Portugal's Centeno Hopes for Europe-Wide Solution for Bad Loans

Portugal Finance Minister Mario Centeno discusses Greek debt relief, Portugal's economy, and the next successor to Mario Draghi. He spoke to Bloomberg's Nejra Cehic in Brussels. (Source: Bloomberg)

Portuguese Finance Minister Mario Centeno said he’s hopeful there will be a European approach to deal with non-performing loans affecting banks in the region, and if not his country will go ahead with its own attempt to address the problem.

“We are now discussing with the European Commission, hopefully, a European-wide solution, but if not we will advance on our own on a solution for NPLs,” Centeno said in a Bloomberg Television interview in Brussels on Tuesday. “It’s going to be a solution that has to work with market participants, both on the supply and demand sides.”
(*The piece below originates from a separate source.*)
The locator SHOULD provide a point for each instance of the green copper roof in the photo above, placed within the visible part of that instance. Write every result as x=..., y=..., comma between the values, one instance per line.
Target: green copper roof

While Portugal exited its three-year international bailout program in 2014, it’s still dealing with pending issues including bad loans at banks. Credit at risk at Portuguese banks has been stuck at about 12 percent of the total for the last two years. Banco Comercial Portugues SA, Portugal’s biggest publicly traded bank, booked a record 1.6 billion euros ($1.8 billion) in impairments for 2016. For state-owned lender Caixa Geral de Depositos SA, impairments and provisions totaled 3 billion last year.

Centeno said on March 29 that Portugal estimates that about 5 billion euros may be enough to address the “big problems” in terms of non-performing loans hampering the country’s banks. The government is “envisaging creating a systemic solution that on the basis of a voluntary reaction from the banks to join the solution, will bring in new private capital,” he said at the time.